Here is the question:

how to slove for y? ln(xy) + 2x - y + 1 =0?


I can't figure it out.

In order to find the equation of the tangent line at (1/2, 2)

I got as far a ln(x) + 2x +1 = y - ln(y)

I have posted a link there to this topic so the OP can see my work.

 

[MarkFL]

Re: Ivan's question at Yahoo! Answers regarding finding the line tangent to an implicitly defined ci

Hello Ivan,

We are given the implicitly defined curve:

\(\displaystyle \ln(xy)+2x-y+1=0\)

and are asked to find the equation of the line tangent to this curve at the point:

\(\displaystyle (x,y)=\left(\frac{1}{2},2 \right)\)

The first thing I like to do is verify that in fact the given point lies on the curve. So, if we substitute for $x$ and $y$ into the equation of the curve, we find:

\(\displaystyle \ln\left(\frac{1}{2}\cdot2 \right)+2\left(\frac{1}{2} \right)-2+1=0\)

\(\displaystyle \ln(1)+1-2+1=0\)

\(\displaystyle 0+1-2+1=0\)

\(\displaystyle 0=0\)

So, the given point is on the curve. Next, let's use the logarithmic property:

\(\displaystyle \log_a(bc)=\log_a(b)+\log_a(c)\)

to rewrite the equation of the curve to make implicit differentiation easier:

\(\displaystyle \ln(x)+\ln(y)+2x-y+1=0\)

Now, implicitly differentiate with respect to $x$:

\(\displaystyle \frac{1}{x}+\frac{1}{y}\frac{dy}{dx}+2-\frac{dy}{dx}=0\)

We want to solve for \(\displaystyle \frac{dy}{dx}\), so let's move all terms not involving this to the right side:

\(\displaystyle \frac{1}{y}\frac{dy}{dx}-\frac{dy}{dx}=-\frac{1}{x}-2\)

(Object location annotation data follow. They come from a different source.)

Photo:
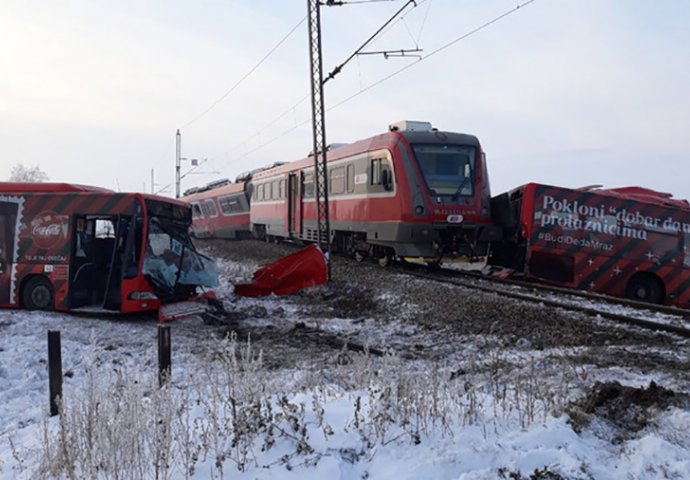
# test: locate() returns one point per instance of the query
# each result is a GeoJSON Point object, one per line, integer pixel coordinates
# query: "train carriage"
{"type": "Point", "coordinates": [220, 209]}
{"type": "Point", "coordinates": [626, 242]}
{"type": "Point", "coordinates": [413, 191]}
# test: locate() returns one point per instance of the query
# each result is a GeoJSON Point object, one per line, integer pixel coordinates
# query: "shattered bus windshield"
{"type": "Point", "coordinates": [171, 262]}
{"type": "Point", "coordinates": [447, 169]}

Multiply through by $-1$ and factor out \(\displaystyle \frac{dy}{dx}\) on the left side:

\(\displaystyle \frac{dy}{dx}\left(1-\frac{1}{y} \right)=\frac{1}{x}+2\)

Combine terms:

\(\displaystyle \frac{dy}{dx}\left(\frac{y-1}{y} \right)=\frac{2x+1}{x}\)

Multiply through by \(\displaystyle \frac{y}{y-1}\):

\(\displaystyle \frac{dy}{dx}=\frac{(2x+1)y}{x(y-1)}\)

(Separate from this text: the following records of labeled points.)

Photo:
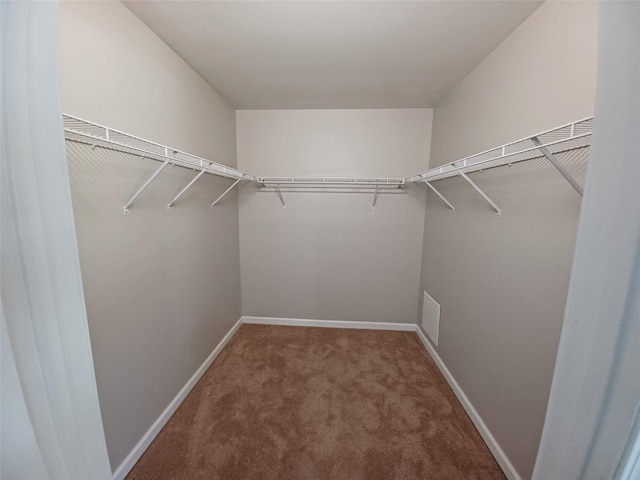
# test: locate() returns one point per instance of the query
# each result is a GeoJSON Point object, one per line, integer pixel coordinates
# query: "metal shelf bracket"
{"type": "Point", "coordinates": [175, 199]}
{"type": "Point", "coordinates": [477, 189]}
{"type": "Point", "coordinates": [284, 205]}
{"type": "Point", "coordinates": [554, 161]}
{"type": "Point", "coordinates": [433, 189]}
{"type": "Point", "coordinates": [215, 202]}
{"type": "Point", "coordinates": [145, 185]}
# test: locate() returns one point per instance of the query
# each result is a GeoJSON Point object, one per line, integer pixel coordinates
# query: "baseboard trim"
{"type": "Point", "coordinates": [502, 459]}
{"type": "Point", "coordinates": [304, 322]}
{"type": "Point", "coordinates": [135, 454]}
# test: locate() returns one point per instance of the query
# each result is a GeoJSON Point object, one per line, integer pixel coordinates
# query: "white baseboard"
{"type": "Point", "coordinates": [135, 454]}
{"type": "Point", "coordinates": [502, 459]}
{"type": "Point", "coordinates": [303, 322]}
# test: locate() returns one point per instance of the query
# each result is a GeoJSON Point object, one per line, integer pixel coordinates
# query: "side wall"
{"type": "Point", "coordinates": [502, 282]}
{"type": "Point", "coordinates": [330, 255]}
{"type": "Point", "coordinates": [162, 289]}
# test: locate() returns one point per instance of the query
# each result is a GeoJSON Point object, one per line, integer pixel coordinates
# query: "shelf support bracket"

To get the slope of the tangent line, we need to evaluate this for:

\(\displaystyle (x,y)=\left(\frac{1}{2},2 \right)\)

Hence:

\(\displaystyle m=\left.\frac{dy}{dx}\right|_{(x,y)=\left(\frac{1}{2},2 \right)}=\frac{\left(2\left(\frac{1}{2} \right)+1 \right)2}{\frac{1}{2}(2-1)}=\frac{4}{\frac{1}{2}}=8\)

Now, we have the slope, and a point on the line, so using the point-slope formula, we find the tangent line is given by:

\(\displaystyle y-2=8\left(x-\frac{1}{2} \right)\)

Arranging this in slope-intercept form, we obtain:

\(\displaystyle y=8x-2\)